I’ve been visiting that trail for years, taking two energetic Labrador retrievers with me. The dogs do not pay any heed to such human things as a trail and a bridge. They ricochet from bush to shrub, from snarl of thorns to clump of lily pads. They jump into and out of and back into the water, cold and muddy as it may be. They arrive at the bridge nose first, feet second, investigating everything. Everything. I hope I have learned a little something from walking with them.

The trail was recently renovated. A wooden boardwalk replaced the path of trampled grasses and a solid, dock-like bridge replaced the old planks. The first time I crossed the new bridge, I stopped in the middle to jump up and down, and the planks sprang back soundly under my feet. It was sturdy. It seemed ready for the water to rise above it, for the mold and mushrooms to take hold of it, and for the winter to freeze it. It was a bridge I could have built myself; if I was given enough lumber and time to make plenty of mistakes. It could endure, but it did not pretend that it could last forever.
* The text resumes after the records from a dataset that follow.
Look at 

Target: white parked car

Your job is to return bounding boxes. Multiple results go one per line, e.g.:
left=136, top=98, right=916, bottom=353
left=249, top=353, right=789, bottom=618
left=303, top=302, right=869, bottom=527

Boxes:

Two signs bookended the path. The first one read, Lake Sylvia Peninsula Trail in red and yellow letters. The second one, infuriatingly, accurately, declared, May cause internal peace. Maybe I could love this bridge because it’s so low to the ground. Or because it is simple to love something so pastoral. Or maybe because it asked me to relearn how to stop and look at the cattails releasing their fluff, the muskrat lodge hidden near the shore, at the dogs scattering mud behind them. Or maybe because I did not zoom across it in a car, thinking only of how much it trembled, looking only before and behind me, because this bridge itself was a place, not an avenue towards somewhere else.
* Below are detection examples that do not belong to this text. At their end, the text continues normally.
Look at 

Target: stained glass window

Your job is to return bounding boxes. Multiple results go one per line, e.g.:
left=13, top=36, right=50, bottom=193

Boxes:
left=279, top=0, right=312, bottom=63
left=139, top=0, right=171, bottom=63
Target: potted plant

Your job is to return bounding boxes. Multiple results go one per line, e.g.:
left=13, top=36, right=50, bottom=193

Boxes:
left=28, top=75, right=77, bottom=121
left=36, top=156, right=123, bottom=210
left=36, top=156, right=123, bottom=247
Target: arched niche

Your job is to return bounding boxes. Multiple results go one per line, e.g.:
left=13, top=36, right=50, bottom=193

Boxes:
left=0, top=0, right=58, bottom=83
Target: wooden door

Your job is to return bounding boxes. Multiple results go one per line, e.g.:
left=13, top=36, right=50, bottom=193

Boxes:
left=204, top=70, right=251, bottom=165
I grew up down the street from the remains of a gristmill perched on the edge of Minnehaha Creek. Today, the ruins sit on a hill, surrounded by stoic turf grass sometimes overtaken by geese and dandelions. There is a waterfall there, too. Its mist rises to bathe the stony bridge above it. The bridge connects 50th Street to my neighborhood, rendering the falls invisible from the road. It is made for cars and barely wide enough for that purpose. It is where my brother had his first car crash. It rested between home and the world, so in some way the Mill Bridge has taken the measure of my life as I crossed it time and time again.
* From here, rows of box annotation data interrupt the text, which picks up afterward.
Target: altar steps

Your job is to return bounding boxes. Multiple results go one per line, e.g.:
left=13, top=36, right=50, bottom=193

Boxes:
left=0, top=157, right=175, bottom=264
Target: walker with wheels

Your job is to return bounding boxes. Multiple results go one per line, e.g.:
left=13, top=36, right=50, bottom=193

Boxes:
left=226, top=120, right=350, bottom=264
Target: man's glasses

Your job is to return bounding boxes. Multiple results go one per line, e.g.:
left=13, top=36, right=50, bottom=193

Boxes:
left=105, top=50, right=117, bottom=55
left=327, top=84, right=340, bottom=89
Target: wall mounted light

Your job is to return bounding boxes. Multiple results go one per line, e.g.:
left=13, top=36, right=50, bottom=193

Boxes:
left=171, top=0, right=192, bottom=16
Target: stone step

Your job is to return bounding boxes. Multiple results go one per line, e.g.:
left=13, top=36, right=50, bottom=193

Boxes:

Some days, the Mill Bridge reminds me of the Three Billy Goats Gruff. As the story tells it, they once ran into trouble with a troll that lived under a stony bridge at a waterfall. He wanted to eat the Billy Goats, but one at a time, the goats tricked him. They delayed the troll’s attack until, finally, the biggest, bravest goat fought him and won. I suppose here is where I tell you that I was once the littlest goat, that I have grown up into the biggest goat and found myself finally able to face the troll under the bridge. But I do not think that is true. If I were to go to Deception Pass tomorrow, that sticky terror would still cling to my knees, and I would not believe it possible to survive the crossing until my feet touched earth again.

Once, I would have said that all bridges need warning signs. That they cradle seeds of danger among their cables. And maybe there is some truth to that. But I have done some growing, and I have kept crossing real bridges all the while. And I know of a city that rebuilt a bridge after it broke. And I know two dogs who love nothing more than to seek out every detail of smell that a small bridge has to offer, one that stares down the ice in January. And I know, too, of another story. One where a young woman walks along the Brooklyn Bridge and stops to lie down on its wooden planks and feel the bridge’s hum: how it trembled under all those thousands of footsteps, all those lives rushing and breathing and wondering. And isn’t that the heartbeat of a bridge, isn’t that all it hopes for, to deliver its charges safely back to land.